Every time I get back to the city — NYC — there’s invariably some kind of art full experience that is remarkable.

That is, something has to be said about it.

Some thing happens.

I was walking in Chelsea, trying to check out a show of work by Andy Goldsworthy, and I came upon another gallery that was closed for an installation. Standing there, this person came out. Dustin Yellin. His show, his installations. And we got to talking.

Mostly about his work.

When you see it, you’re thinking that it’s something that is somehow laid into, encased in, some hardened resin or acrylic.

But rather, as Dustin told me, it’s laid in. Layered in, a painting of one layer, then another, then another — each hardened as a concretion of painting. And this slow animation, the design form shifting and expanding, creates a strange character of mass — so the forms that are encased in this slow pouring of paint and acrylic seem like they are floating. And they take months of work. So Dustin does his work on a number of installations simultaneously.

The work might be suggesting the handwriting. Or the handwriting is the work?
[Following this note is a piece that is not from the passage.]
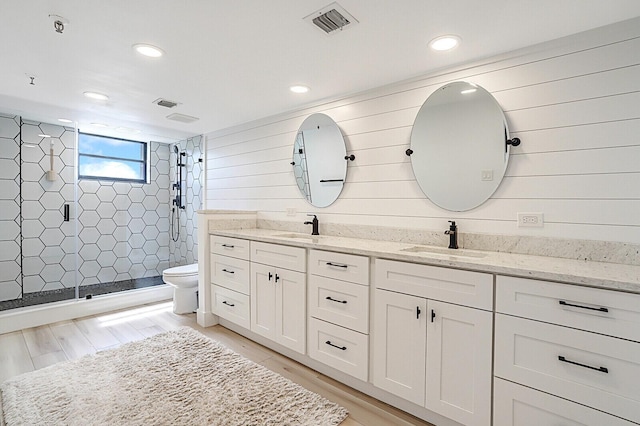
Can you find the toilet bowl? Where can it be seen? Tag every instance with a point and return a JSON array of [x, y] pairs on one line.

That is on the cover of this image that he signed for me. You can kind of see there’s a Tim there,squiggling around, like a lot of his other objects. Squiggling and squirming. I was particularly struck by a kind of Victorian circular object, on a tripod — why that? It just seemed strange, in that kind of peculiar way in which the Victorians liked to display objects of curiosity. It looked like kind of sea creature, encased. I liked that. It reminded me of something coming out of Captain Nemo’s interior design program, on the Nautilus.

The other thing is the amorphous character of the forms, as they spindle and wobble, like brilliantly colored seaweed, silently froze in a cast chamber of ice.

And the invented insecta. Enough to send the insectophobic sprinting. And the character of these are surely gnarled renderings of the primitive and ancient arthropoda — from the imagination.

Still, they feel right.

Here’s some thing.

Is it so, that the rendering of the artist actually linked to the way in which they write? Is drawing a form of handwriting? Is the scribbling of the mind full thoughts like the scratching of the artist? What’s the difference between writing and drawing — both interpret something, don’t they?

I believe, in a way, that it is — drawing as handwriting; writing as mind drawing. Like the draughtsman, a beautiful drawing can come of the skill of practicing seeing, and linking the connection between what is seen, or imagined, and the ability to render it. Of course, some people who draw do so from other indices of perception; it’s not about replicating, but instead it’s about what’s seen inside the mind and imagination. I do both. I’m sure most artists do both. But the link between the spirit of Dustin’s rendering, and the nature of his handwriting, struck me instantly.

I’m sure that you can think of other examples.